In college Hill wanted to major in art, but in the end studied International Affairs and German Studies at Lewis & Clark trying to “do something practical” as his parents wished. Afterward he built earthen and straw bale homes before co-founding Zen Stone Lighting, a lighting design company, with his wife, a former paper artist from Brazil.
After an intense medical crisis, Hill dedicated himself to pursuing art full time. He earned an MFA in Photographic Arts at Brooks Institute and has been working full time as an artist since 2010 still seeking to decipher that alchemical language, or at least to invent his own. His artistic practice is divided between working with contemporary digital imaging technology to create what he calls Metagraphs, a mixed media hybrid blending the use of artifacts, generated by digital photographic technology’s recording of energies other than light, with the aesthetic valuation of painting and by using art as a form of social activism through creating hard hitting social justice art projects and installations with strong presence.
LDX Artodrome Gallery
LDXArtodrome Gallery, managed by the art historian Christine Kunkler, focuses on Enigmatic Realism—a kind of art, music or literature that acknowledges that there is an enigmatic or mysterious component of our life. The artwork explicitly demonstrates this component. The name covers the contemporary work of many artists whose work intends to guide their viewers’ aesthetic perception towards a reflection on metaphysical issues. Artists of the Enigmatic Realism movement seek to question what they see as the scientific consequentialism of the modern world but without rejecting the importance of science.
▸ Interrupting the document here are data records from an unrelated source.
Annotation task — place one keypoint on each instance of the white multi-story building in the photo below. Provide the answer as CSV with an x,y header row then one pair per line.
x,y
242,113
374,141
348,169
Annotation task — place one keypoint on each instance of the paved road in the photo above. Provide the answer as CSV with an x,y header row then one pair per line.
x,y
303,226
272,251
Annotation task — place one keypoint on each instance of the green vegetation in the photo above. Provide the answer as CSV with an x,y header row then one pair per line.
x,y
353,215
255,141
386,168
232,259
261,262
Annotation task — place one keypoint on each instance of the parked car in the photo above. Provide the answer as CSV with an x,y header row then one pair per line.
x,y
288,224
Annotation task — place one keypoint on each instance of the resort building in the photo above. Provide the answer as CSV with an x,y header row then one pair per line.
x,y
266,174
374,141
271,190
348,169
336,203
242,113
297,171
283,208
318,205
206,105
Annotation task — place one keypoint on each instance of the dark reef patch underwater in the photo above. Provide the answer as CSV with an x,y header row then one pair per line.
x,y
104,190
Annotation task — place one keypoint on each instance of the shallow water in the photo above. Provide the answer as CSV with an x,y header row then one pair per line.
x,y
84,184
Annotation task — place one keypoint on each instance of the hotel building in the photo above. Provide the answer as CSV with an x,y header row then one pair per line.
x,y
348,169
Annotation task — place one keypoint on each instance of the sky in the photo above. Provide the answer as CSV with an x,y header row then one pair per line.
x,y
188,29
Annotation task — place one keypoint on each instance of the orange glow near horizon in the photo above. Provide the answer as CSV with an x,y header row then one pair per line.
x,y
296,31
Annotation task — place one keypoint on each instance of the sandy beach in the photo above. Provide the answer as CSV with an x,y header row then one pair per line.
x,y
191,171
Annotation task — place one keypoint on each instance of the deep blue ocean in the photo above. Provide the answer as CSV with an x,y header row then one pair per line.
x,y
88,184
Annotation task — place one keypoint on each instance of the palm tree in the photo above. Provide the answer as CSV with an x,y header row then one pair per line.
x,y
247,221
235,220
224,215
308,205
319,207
This art movement embraces the idea that despite the scientific advances of the past millennia, the great philosophical questions remain unanswered.
Ulrike-Riggi Hinterleitner studied decorative painting and graphic design and worked in the area of media illustration and graphic design for many years. All her paintings reflect the kind of approach she has taken in the arts right from the beginning: reduced, figurative forms, which because of few colour gradations and clear outlines lead the viewer directly to the essence of her paintings. Despite her images being critical towards general culture, they spread a great sense of humor. Hinterleitner’s art is based on the interplay of image and text: texts, sometimes only titles, point directly to the contents of her paintings. Thus they limit the possibility of interpreting her paintings and anchor their reading within the scope of our times. Her works have certain features in common with pop-art. Primarily graphical, they are in the great disegno-tradition, which has always been rooted in reason and rationality as the basic principle for representations in art. The easily detectable wit in her paintings evokes a critical view on our Western society.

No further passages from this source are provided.